Pipeline Not Working Filebeats -> Elasticsearch (5.0.0 Alpha 3)

I'm parsing IIS logs and am unable to get the 'message' field to parse in Elasticsearch. This is my filebeat.yml file (relevant lines)

    output:
    ### Elasticsearch as output
    elasticsearch:
    hosts: ["elk-09:9200", "elk-10:9200"]
    parameters: {pipeline: filebeat_pipeline}

This is my pipeline taken from elk-01:9200/_ingest/pipeline/filebeat_pipeline?pretty

{
  "pipelines" : [ {
    "id" : "filebeat_pipeline",
    "config" : {
      "description" : "grok iis log messages",
      "processors" : [ {
        "grok" : {
          "field" : "message",
          "patterns" : [ "%{TIMESTAMP_ISO8601:Log_Timestamp} %{HOSTNAME:Hostname} %{IP:Source_IP} %{WORD:Request_Method} %{URIPATH:URI_Stem} %{NOTSPACE:URI_Query} %{NUMBER:Port} %{NOTSPACE:Username} %{IP:Clienthost} %{NOTSPACE:Browser_Request} %{NUMBER:Status} %{NUMBER:Subresponse} %{NUMBER:SC_Status} %{NUMBER:Request_Time_ms}" ]
        }
      } ]
    }
  } ]
}

If I pass a log line like this one:
2016-06-28 19:26:36 machine-name 8.8.8.8 POST /home.aspx - 80 - 8.8.8.9 Mozilla/4.0 (compatible;+Win32;+WinHttp.WinHttpRequest.5) 200 0 0 20
through curl with the ?pipeline=filebeat_pipeline at the end of the request, and pull back the data I get a properly parsed 'message:' field. I don't, however, get a properly parsed 'message:' field through the normal log pushes. In kibana I still see the whole log in the 'message:' field.

I've ran filebeat.exe with -configtest and -e flags and no issues were reported. I'm not seeing anything anywhere in the logs on either the filebeat side, nor on the elasticsearch side.

I've also refreshed the field list.

The only thing I haven't done is restarted the cluster, but according to the documentation pipelines are updated without having to restart services.

Can you share on the unprocessed JSON documents which are stored in elasticsearch?

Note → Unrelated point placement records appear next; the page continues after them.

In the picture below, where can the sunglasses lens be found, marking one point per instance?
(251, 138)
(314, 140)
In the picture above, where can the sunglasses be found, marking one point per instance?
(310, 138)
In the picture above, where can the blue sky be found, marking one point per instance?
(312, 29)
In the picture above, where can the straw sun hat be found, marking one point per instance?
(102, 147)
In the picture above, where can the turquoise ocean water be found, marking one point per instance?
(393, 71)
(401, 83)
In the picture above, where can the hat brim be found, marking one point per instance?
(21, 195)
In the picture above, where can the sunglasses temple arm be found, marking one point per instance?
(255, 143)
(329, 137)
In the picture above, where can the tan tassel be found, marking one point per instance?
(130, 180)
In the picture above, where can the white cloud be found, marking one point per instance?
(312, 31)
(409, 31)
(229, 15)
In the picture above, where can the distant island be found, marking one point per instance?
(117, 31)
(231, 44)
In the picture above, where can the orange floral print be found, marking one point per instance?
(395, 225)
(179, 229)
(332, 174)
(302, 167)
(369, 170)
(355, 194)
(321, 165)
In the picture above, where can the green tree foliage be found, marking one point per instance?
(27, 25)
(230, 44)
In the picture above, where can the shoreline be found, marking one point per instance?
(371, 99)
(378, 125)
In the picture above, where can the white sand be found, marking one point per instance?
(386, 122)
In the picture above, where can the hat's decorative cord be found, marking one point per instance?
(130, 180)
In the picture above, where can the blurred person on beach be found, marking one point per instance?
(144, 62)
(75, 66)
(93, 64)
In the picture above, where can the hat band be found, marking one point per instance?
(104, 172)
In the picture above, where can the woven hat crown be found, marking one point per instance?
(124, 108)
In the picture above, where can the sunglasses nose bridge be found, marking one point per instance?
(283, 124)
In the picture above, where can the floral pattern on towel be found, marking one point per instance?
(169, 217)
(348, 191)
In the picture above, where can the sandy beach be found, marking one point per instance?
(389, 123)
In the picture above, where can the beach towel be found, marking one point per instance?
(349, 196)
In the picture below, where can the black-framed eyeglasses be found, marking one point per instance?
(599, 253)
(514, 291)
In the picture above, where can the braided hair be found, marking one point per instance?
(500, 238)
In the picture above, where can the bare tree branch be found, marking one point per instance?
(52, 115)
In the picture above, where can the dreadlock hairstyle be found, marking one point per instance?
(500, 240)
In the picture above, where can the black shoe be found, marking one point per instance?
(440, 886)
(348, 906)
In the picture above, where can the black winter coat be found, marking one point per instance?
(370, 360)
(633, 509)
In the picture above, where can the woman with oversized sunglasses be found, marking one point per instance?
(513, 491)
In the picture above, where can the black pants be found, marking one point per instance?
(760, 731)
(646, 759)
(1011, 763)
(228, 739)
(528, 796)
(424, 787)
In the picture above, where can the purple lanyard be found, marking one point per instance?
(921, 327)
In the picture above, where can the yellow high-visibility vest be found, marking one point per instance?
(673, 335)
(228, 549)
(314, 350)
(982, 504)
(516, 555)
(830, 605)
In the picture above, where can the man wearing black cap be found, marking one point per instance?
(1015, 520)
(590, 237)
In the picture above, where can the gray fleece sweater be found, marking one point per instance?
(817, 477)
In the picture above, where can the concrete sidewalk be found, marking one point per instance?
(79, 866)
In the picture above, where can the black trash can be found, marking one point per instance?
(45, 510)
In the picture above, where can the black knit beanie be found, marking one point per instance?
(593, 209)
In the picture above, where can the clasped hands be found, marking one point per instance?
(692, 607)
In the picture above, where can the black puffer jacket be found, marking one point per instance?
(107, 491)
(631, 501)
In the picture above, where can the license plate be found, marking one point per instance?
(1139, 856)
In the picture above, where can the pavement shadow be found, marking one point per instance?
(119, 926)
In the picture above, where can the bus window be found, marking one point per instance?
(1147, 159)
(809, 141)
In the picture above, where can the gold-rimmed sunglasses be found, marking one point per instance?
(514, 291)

Somehow the indentation of your config looks of. Could also be a copy / paste error. Can you try the following config:

output.elasticsearch:
  hosts: ["elk-09:9200", "elk-10:9200"]
  parameters:
    pipeline: filebeat_pipeline

Config test does not detect if there are config options inside which should not be there.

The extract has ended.